Recall that the domain of a function is the set of all x values of the function for which the function is defined.

Given that
$p(x)=2x$ and $q(x)=2^x$


Given that
$r(x)= \frac{q(x)}{p(x)} = \frac{2^x}{2x}$
For the function to be undefined, the denominator should be zero
i.e. 2x = 0 which means that x = 0
Thus, the domain of the function is all real values of x except 0.

Therefore, the restriction is x ≠ 0.


Given that
$r(x)= \frac{1}{p(x)-q(x)} = \frac{1}{2x-2^x}$
For the function to be undefined, the denominator should be zero
i.e.
$2x-2^x=0 \\ 2^x=2x$
For x = 2,
$2^2 = 2(2)=4$
Also, for x = 1
$2^1 = 2(1)=2$
Thus, the domain of the function is all real values of x except 1 and 2.

Therefore, the restriction is x ≠ 1, 2.

Given that
$r(x)= \frac{1}{p(x)+16q(x)}=\frac{1}{2x+16(2^x)}$
For the function to be undefined, the denominator should be zero
i.e.
$2x+16(2^x)=0 \\ 2x+2^4(2^x)=0 \\ 2x+2^{4+x}=0$
For x = -2,
$2(-2)+2^{4-2}=-4+2^2=-4+4=0$.
Thus, the domain of the function is all real values of x except -2.

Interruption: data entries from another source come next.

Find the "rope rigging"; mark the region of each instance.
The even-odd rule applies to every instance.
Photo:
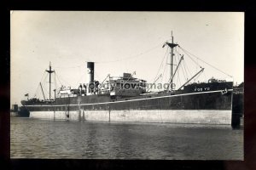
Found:
[[[195,54],[189,53],[189,51],[185,50],[184,48],[181,48],[181,47],[179,47],[179,48],[180,48],[184,53],[189,54],[190,55],[192,55],[193,57],[195,57],[195,58],[197,59],[198,60],[202,61],[203,63],[205,63],[205,64],[207,64],[207,65],[212,66],[212,68],[216,69],[217,71],[220,71],[220,72],[222,72],[222,73],[224,73],[224,74],[225,74],[225,75],[227,75],[227,76],[230,76],[230,77],[233,77],[232,76],[230,76],[230,75],[229,75],[229,74],[224,72],[223,71],[218,69],[217,67],[213,66],[212,65],[210,65],[209,63],[207,63],[207,62],[202,60],[201,59],[200,59],[199,57],[195,56]],[[189,55],[188,54],[188,56],[189,56]]]

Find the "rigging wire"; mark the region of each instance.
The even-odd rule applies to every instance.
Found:
[[[162,44],[162,43],[160,43],[158,44],[157,46],[150,48],[150,49],[148,49],[143,53],[140,53],[138,54],[135,54],[135,55],[132,55],[131,57],[126,57],[126,58],[123,58],[123,59],[120,59],[120,60],[110,60],[110,61],[99,61],[99,62],[96,62],[96,63],[99,63],[99,64],[106,64],[106,63],[113,63],[113,62],[118,62],[118,61],[122,61],[122,60],[129,60],[129,59],[132,59],[132,58],[136,58],[136,57],[141,57],[143,54],[145,54],[154,49],[155,49],[156,48],[159,48],[159,46]]]
[[[157,71],[156,75],[155,75],[155,77],[154,77],[154,81],[156,80],[156,78],[158,77],[159,71],[160,71],[160,70],[162,68],[162,65],[163,65],[163,63],[164,63],[164,60],[165,60],[165,59],[166,59],[166,56],[167,52],[168,52],[168,48],[166,48],[166,54],[165,54],[165,55],[164,55],[164,57],[163,57],[163,60],[162,60],[162,61],[161,61],[161,64],[160,64],[160,67],[159,67],[159,69],[158,69],[158,71]],[[168,58],[168,57],[167,57],[167,58]]]
[[[195,57],[195,58],[196,58],[197,60],[199,60],[202,61],[203,63],[205,63],[205,64],[207,64],[207,65],[208,65],[212,66],[212,68],[216,69],[217,71],[220,71],[220,72],[222,72],[222,73],[224,73],[224,74],[225,74],[225,75],[229,76],[230,77],[233,77],[232,76],[230,76],[230,75],[229,75],[229,74],[227,74],[227,73],[224,72],[223,71],[221,71],[221,70],[218,69],[217,67],[213,66],[212,65],[210,65],[209,63],[207,63],[207,62],[206,62],[206,61],[202,60],[201,59],[200,59],[199,57],[195,56],[195,54],[193,54],[189,53],[189,51],[185,50],[184,48],[181,48],[181,47],[179,47],[179,48],[181,48],[183,51],[184,51],[184,52],[187,52],[187,53],[190,54],[192,56],[194,56],[194,57]]]

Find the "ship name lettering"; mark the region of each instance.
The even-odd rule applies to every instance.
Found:
[[[207,91],[210,90],[210,88],[195,88],[195,92],[202,92],[202,91]]]

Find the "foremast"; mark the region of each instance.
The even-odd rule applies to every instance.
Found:
[[[49,73],[49,99],[50,100],[50,91],[51,91],[51,74],[55,72],[55,71],[51,70],[51,65],[49,62],[49,70],[45,70]]]

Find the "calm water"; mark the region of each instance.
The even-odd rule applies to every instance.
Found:
[[[243,160],[229,126],[11,117],[11,158]]]

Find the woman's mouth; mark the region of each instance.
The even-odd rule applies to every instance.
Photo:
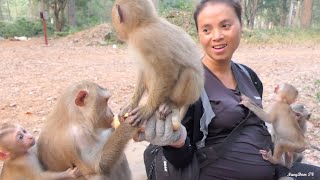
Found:
[[[225,50],[225,47],[227,47],[226,44],[221,44],[221,45],[212,46],[212,49],[215,53],[223,53]]]

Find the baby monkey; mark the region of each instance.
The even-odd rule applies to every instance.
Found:
[[[131,101],[120,115],[129,113],[133,126],[141,127],[159,109],[159,119],[171,113],[174,130],[180,128],[190,104],[204,85],[201,53],[181,28],[159,17],[151,0],[116,0],[112,24],[120,39],[139,60],[138,80]],[[143,94],[148,98],[139,105]]]
[[[281,86],[276,86],[274,95],[274,102],[269,113],[266,113],[246,96],[242,96],[241,104],[273,126],[274,153],[272,156],[271,150],[260,150],[263,159],[273,164],[281,163],[290,168],[293,164],[293,153],[301,153],[307,147],[304,134],[298,124],[298,117],[290,107],[296,101],[298,91],[294,86],[284,83]],[[287,153],[288,159],[282,162],[281,157],[284,153]]]
[[[44,171],[38,160],[35,142],[35,138],[20,125],[0,125],[0,160],[4,161],[1,180],[59,180],[81,175],[76,167],[64,172]]]

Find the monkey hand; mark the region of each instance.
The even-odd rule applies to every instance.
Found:
[[[144,132],[139,132],[136,141],[148,141],[151,144],[158,146],[183,146],[187,137],[187,131],[183,125],[181,125],[177,131],[173,130],[173,116],[174,114],[171,113],[166,117],[165,120],[159,120],[157,118],[159,116],[156,114],[151,116],[151,118],[145,123]]]
[[[278,164],[278,162],[275,162],[275,161],[273,160],[271,149],[270,149],[269,151],[259,150],[259,153],[262,154],[262,158],[263,158],[264,160],[267,160],[267,161],[271,162],[272,164]]]
[[[147,119],[149,119],[149,109],[147,106],[138,106],[128,113],[125,120],[126,123],[131,124],[133,127],[142,127]]]
[[[77,167],[69,168],[65,171],[65,173],[66,173],[66,178],[77,178],[82,176],[81,172]]]
[[[132,103],[128,103],[127,105],[120,108],[119,115],[124,116],[126,113],[131,112],[135,108]]]
[[[248,109],[252,110],[252,107],[257,106],[249,97],[241,95],[240,104],[244,105]]]

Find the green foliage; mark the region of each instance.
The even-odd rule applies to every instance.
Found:
[[[53,26],[49,25],[48,32],[53,33]],[[4,38],[14,36],[32,37],[43,34],[42,22],[26,18],[17,18],[13,23],[0,22],[0,36]]]
[[[180,9],[183,11],[193,10],[193,0],[162,0],[160,1],[160,11],[168,9]]]
[[[192,12],[171,8],[160,12],[160,15],[172,24],[184,29],[192,37],[197,36]]]
[[[316,43],[320,41],[320,29],[245,29],[243,39],[247,43],[285,43],[296,44],[302,42]]]

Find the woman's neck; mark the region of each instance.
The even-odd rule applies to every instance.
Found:
[[[229,89],[236,89],[237,82],[231,70],[231,60],[216,61],[206,55],[203,64]]]
[[[208,55],[205,55],[202,62],[211,72],[213,72],[217,76],[225,76],[232,73],[231,60],[216,61],[211,59]]]

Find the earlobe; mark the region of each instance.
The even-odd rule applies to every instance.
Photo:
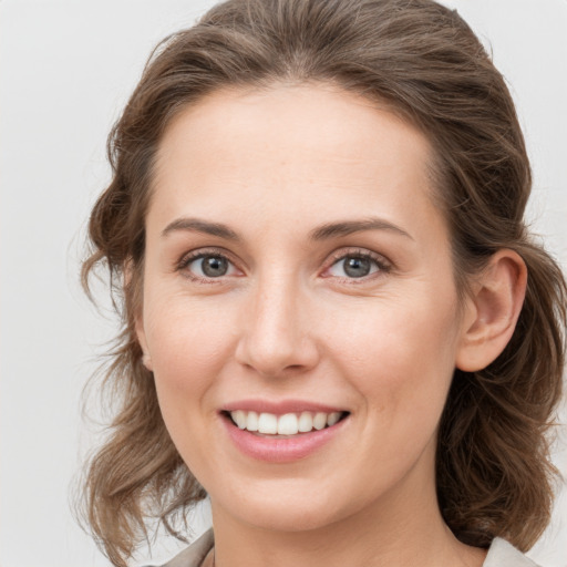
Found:
[[[128,293],[132,293],[133,290],[130,289],[130,285],[132,282],[132,278],[134,277],[134,267],[133,262],[131,260],[126,261],[124,265],[124,282],[123,282],[123,289],[124,295],[127,296]],[[135,293],[135,291],[134,291]],[[143,315],[142,315],[142,306],[140,296],[137,297],[138,301],[133,301],[134,306],[137,306],[134,319],[134,331],[136,333],[136,339],[140,344],[140,348],[142,349],[142,364],[150,371],[153,372],[153,364],[152,364],[152,357],[150,355],[150,350],[147,348],[147,341],[146,341],[146,334],[144,330],[144,321],[143,321]]]
[[[142,348],[142,364],[150,370],[150,372],[154,371],[154,367],[152,364],[152,357],[150,355],[150,351],[147,349],[147,341],[144,331],[144,324],[142,322],[142,316],[136,317],[136,337]]]
[[[505,349],[514,333],[526,293],[527,268],[513,250],[498,250],[475,281],[463,318],[456,368],[475,372]]]

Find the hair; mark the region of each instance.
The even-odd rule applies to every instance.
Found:
[[[566,284],[523,219],[530,168],[506,83],[456,11],[432,0],[228,0],[153,52],[109,137],[112,182],[92,210],[82,269],[87,291],[91,272],[107,270],[122,318],[104,379],[115,416],[85,473],[95,538],[125,566],[150,519],[183,538],[179,523],[206,496],[166,431],[134,326],[163,133],[209,93],[281,83],[336,85],[385,103],[426,134],[462,293],[496,250],[525,261],[525,303],[506,349],[484,370],[455,370],[436,481],[457,538],[486,547],[502,536],[526,550],[553,502],[546,433],[561,393]]]

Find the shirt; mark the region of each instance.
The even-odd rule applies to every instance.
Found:
[[[203,559],[210,551],[215,544],[213,528],[205,532],[187,549],[176,555],[171,561],[162,567],[200,567]],[[523,553],[518,551],[512,544],[505,539],[495,537],[488,554],[484,560],[483,567],[538,567],[532,559],[528,559]]]

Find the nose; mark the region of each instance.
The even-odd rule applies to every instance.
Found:
[[[250,290],[236,349],[240,364],[268,378],[306,372],[317,365],[319,350],[309,324],[309,299],[284,275]]]

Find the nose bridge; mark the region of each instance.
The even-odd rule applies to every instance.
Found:
[[[240,362],[271,377],[286,369],[311,368],[318,353],[301,306],[305,298],[297,275],[277,267],[264,270],[244,313]]]

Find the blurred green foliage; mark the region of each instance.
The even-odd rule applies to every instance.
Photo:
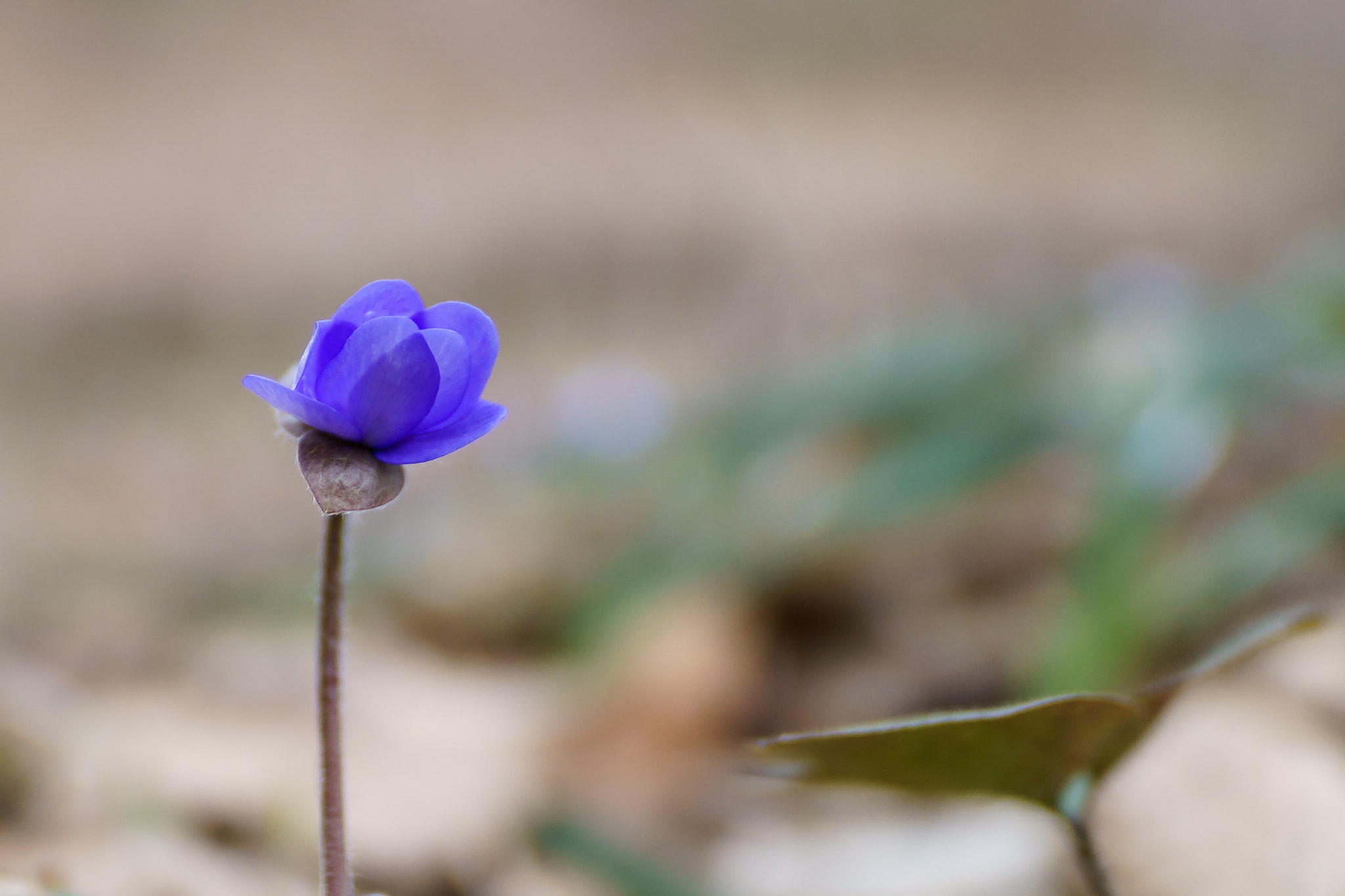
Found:
[[[1014,797],[1081,818],[1080,780],[1100,780],[1158,721],[1181,688],[1241,662],[1322,617],[1267,619],[1185,672],[1134,695],[1072,693],[994,709],[962,709],[756,744],[761,771],[818,783],[863,783],[947,795]]]
[[[623,896],[710,896],[648,856],[620,846],[573,818],[538,825],[533,842],[542,854],[596,875]]]
[[[1052,453],[1084,467],[1089,510],[1064,563],[1072,600],[1024,688],[1116,686],[1345,528],[1330,443],[1256,467],[1212,519],[1196,512],[1250,434],[1305,408],[1345,411],[1345,249],[1237,290],[1137,258],[1045,313],[873,340],[748,386],[604,470],[648,513],[569,638],[590,647],[677,582],[795,568]]]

Therefore, the restriction is x ≠ -2.


Given that
$r(x)=p(x)\circ q(x)=p(q(x))=2(2^x)$
There is no value of x, for which the function is undefined.
Thus, the domain of the function is all real values of x.

Therefore, there is no restrictions to the domain of the function.


Given that
$r(x)= \frac{q(x)}{p(x)+2}=\frac{2^x}{2x+2}$
For the function to be undefined, the denominator should be zero
i.e.
$2x+2=0 \\ 2x=-2 \\ x = -1$
Thus, the domain of the function is all real values of x except -1.

Therefore, the restriction is x ≠ -1.

Answer 2

1 = C

2 = A

3 = D

4 = B

5 = E

Alternatively, your right boxes should look like:

2

4

1

3

5

You're welcome.